Fertilizer applicator certification – dos and don’ts
Don’t neglect to record applications. As we head to the field, we are doing some catching up. Last fall made it a bit rough on applying fertilizer. Even though we may be rushed we need to remember the requirement to keep fertilizer application records. If you are a farmer, you will maintain the records for three years. If you are a dealer and apply the fertilizer, you maintain the records for three years and supply a copy of the record to the grower who purchased the nutrients.
Do find a good place to get that needed weather record. I have been sharing this winter good places to go to get weather forecasts for files you need to add to your fertilizer application record. These work out great for planning timing of the application too.

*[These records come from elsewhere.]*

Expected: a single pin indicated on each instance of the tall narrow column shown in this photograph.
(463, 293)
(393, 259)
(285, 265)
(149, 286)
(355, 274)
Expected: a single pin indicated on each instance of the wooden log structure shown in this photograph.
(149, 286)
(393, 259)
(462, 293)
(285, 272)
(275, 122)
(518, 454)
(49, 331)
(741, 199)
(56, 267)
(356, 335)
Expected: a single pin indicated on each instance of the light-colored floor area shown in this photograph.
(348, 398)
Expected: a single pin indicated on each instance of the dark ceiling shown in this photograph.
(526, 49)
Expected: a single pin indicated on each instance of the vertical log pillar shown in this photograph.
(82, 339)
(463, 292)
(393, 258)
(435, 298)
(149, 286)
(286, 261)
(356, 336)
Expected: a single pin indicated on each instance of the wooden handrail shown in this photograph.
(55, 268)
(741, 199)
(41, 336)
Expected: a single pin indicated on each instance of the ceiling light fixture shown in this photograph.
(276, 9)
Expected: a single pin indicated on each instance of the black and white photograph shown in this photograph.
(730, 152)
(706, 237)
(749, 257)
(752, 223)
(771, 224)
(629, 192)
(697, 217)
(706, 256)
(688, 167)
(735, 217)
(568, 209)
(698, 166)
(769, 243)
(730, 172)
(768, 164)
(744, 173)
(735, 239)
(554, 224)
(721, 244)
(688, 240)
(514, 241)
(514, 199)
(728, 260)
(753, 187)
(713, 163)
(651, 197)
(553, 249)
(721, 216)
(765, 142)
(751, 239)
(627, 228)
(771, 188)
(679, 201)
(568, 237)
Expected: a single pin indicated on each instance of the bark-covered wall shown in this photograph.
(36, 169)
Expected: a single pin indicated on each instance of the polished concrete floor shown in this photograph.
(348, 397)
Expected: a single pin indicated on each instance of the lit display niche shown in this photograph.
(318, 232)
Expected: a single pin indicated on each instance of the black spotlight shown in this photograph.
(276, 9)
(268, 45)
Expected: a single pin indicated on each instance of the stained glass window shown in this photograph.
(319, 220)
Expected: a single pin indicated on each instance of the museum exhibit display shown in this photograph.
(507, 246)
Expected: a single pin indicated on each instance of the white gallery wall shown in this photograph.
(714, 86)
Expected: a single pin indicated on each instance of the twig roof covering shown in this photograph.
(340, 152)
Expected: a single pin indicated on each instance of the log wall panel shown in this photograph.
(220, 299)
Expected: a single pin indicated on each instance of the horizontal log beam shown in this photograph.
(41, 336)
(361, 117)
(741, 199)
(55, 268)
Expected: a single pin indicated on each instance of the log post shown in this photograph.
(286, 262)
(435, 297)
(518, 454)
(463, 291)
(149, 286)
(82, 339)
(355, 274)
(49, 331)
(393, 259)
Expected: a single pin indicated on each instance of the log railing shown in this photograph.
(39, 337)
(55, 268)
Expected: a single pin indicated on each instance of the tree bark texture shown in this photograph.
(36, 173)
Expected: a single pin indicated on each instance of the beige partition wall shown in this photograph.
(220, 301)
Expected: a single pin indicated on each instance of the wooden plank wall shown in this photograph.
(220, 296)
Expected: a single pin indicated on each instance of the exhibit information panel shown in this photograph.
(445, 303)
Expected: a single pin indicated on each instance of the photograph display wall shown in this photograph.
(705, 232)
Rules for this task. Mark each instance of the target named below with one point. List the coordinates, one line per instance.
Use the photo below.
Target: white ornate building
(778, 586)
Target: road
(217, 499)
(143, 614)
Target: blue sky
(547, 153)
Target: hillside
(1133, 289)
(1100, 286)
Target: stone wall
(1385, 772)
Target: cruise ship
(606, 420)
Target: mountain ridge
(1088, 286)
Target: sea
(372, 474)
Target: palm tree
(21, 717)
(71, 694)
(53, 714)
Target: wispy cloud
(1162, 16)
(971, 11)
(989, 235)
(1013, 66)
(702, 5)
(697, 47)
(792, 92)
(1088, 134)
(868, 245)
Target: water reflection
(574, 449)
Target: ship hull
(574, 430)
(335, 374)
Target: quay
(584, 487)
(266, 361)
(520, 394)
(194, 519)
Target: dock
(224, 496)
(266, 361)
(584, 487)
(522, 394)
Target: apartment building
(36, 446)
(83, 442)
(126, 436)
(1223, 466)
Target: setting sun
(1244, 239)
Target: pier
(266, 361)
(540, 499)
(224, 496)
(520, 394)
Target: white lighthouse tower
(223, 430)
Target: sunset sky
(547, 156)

- Ohio Applicator Forecast (ODA)
- Field Application Resource Monitor (F.A.R.M.) can give past (and present) forecasts
Also this winter, I have been asked by several people if they need to record planter applied fertilizer. The law says that if you only apply planter fertilizer you do not need to be certified to apply fertilizer. But my feeling is that you should record all fertilizer applications you make, and that application should be in agreement with your nutrient management plan.